- The Washington Times - Monday, May 31, 2004


Palestinian envoys freed from Abu Ghraib

BAGHDAD — Two Palestinian diplomats have been released from a year in U.S. custody in Iraq’s Abu Ghraib prison.

Najah Abdel Rahman, 53, then-Palestinian charge d’affaires, and commercial attache Mounir Soubhi, in his mid-40s, were held in Abu Ghraib prison for suspected illegal possession of weapons and suspicion of links to terrorism, said Dalil al-Qusous, the current charge d’affaires, who met the two at the prison.

The United States said at the time that all diplomats lost immunity after the fall of Saddam Hussein and that they did not recognize the Palestine Liberation Organization as the representative of a sovereign state.


Rabin assassin denied conjugal visits

TEL AVIV — A request to marry by Prime Minister Yitzhak Rabin’s imprisoned assassin ran into a stumbling block yesterday when an Israeli court denied him conjugal visits at the isolation cell where he is locked away for life.

The Tel Aviv District Court said that while in principle Yigal Amir could still wed, consummation away from 24-hour surveillance cameras would enable him to give his bride political messages intended for supporters in Israel.

The decision could effectively rule out a wedding as the Prisons Service, acting on its chief rabbi’s recommendations, has made the marriage conditional on consummation of the union in accordance with ritual Jewish law.


Suspects detained in McDonald’s blast

ISTANBUL — Turkish authorities were questioning four far-left suspects in connection with a car bombing at a McDonald’s restaurant in Istanbul this month, the state-run Anatolian news agency said yesterday.

The incident on May 21, in which no one was killed or hurt, highlighted security concerns in Istanbul, which next month will host a NATO summit of world leaders, including President Bush.

Police detained eight suspected militants belonging to the small Maoist group Turkish Workers’ and Peasants’ Liberation Army.
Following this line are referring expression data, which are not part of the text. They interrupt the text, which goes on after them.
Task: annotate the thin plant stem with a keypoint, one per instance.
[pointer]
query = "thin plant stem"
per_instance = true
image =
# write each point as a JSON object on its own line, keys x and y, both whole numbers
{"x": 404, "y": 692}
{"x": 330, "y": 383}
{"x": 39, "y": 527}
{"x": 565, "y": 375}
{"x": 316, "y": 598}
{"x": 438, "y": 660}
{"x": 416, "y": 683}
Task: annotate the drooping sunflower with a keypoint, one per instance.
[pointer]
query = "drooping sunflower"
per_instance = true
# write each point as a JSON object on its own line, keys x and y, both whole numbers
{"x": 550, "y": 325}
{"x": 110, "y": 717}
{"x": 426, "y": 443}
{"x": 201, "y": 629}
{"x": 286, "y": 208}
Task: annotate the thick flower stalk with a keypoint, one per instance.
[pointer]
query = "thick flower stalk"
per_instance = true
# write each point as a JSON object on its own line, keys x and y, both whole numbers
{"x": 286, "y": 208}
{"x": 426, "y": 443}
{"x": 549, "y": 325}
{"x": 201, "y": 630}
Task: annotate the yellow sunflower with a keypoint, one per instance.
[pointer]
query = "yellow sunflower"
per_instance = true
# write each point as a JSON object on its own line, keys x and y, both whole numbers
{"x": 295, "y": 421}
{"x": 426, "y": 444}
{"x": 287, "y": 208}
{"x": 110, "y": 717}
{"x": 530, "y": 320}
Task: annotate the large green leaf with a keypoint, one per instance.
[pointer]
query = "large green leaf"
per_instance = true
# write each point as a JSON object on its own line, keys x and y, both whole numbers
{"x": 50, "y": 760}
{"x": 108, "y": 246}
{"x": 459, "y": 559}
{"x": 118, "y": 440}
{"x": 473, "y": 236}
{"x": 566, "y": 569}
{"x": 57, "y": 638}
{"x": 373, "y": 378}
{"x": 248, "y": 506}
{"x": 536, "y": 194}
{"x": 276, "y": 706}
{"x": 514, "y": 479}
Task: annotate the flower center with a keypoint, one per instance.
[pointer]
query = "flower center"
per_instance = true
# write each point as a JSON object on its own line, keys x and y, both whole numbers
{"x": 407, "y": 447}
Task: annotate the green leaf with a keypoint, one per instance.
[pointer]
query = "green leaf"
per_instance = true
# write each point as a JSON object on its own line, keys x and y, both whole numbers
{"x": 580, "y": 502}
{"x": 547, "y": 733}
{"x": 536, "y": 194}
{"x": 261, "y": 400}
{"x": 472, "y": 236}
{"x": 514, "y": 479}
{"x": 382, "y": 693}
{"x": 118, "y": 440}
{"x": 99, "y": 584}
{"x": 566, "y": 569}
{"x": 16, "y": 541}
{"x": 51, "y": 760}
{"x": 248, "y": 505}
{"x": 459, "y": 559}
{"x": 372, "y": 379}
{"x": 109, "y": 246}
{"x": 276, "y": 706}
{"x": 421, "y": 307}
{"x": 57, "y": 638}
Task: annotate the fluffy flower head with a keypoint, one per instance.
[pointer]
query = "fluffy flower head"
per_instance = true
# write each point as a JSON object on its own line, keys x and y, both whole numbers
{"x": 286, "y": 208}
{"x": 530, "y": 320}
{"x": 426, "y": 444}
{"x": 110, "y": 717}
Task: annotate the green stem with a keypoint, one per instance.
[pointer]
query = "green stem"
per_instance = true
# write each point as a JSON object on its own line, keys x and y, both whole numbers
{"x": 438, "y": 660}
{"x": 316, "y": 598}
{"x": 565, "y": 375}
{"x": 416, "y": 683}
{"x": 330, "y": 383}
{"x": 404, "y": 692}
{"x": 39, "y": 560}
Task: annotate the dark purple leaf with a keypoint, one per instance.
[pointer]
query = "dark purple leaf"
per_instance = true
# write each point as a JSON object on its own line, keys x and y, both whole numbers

Four were released after questioning, while a security court was holding the others.


Iraq troop decision due within weeks

LONDON — Britain will decide within weeks whether to send more troops to Iraq, Prime Minister Tony Blair said yesterday.

Mr. Blair denied a decision on sending what the press speculates will be a 3,000-strong force was being put off because of potential political losses in a June 10 ballot for the European Parliament.

“It’s not being delayed because of the elections at all. It’s simply to make sure you get this decision right,” Mr. Blair told BBC Television, adding a decision would come “probably some time in the next few weeks.”


Factional clashes kill more than 100

MOGADISHU — At least 22 persons were killed in fighting around Somalia’s main port on Saturday, witnesses said yesterday, taking the death toll to more than 100 in the latest bout of factional clashes.

Fighting has raged for several days near the private El Maan port 22 miles north of the capital, Mogadishu, and local radio reports said thousands of people had been forced to leave their homes.

The heaviest fighting was seen Saturday as factions loyal to leading warlord Muse Sudi Yalahow and businessman Bashir Raghe battled for control of the port area and a nearby hotel.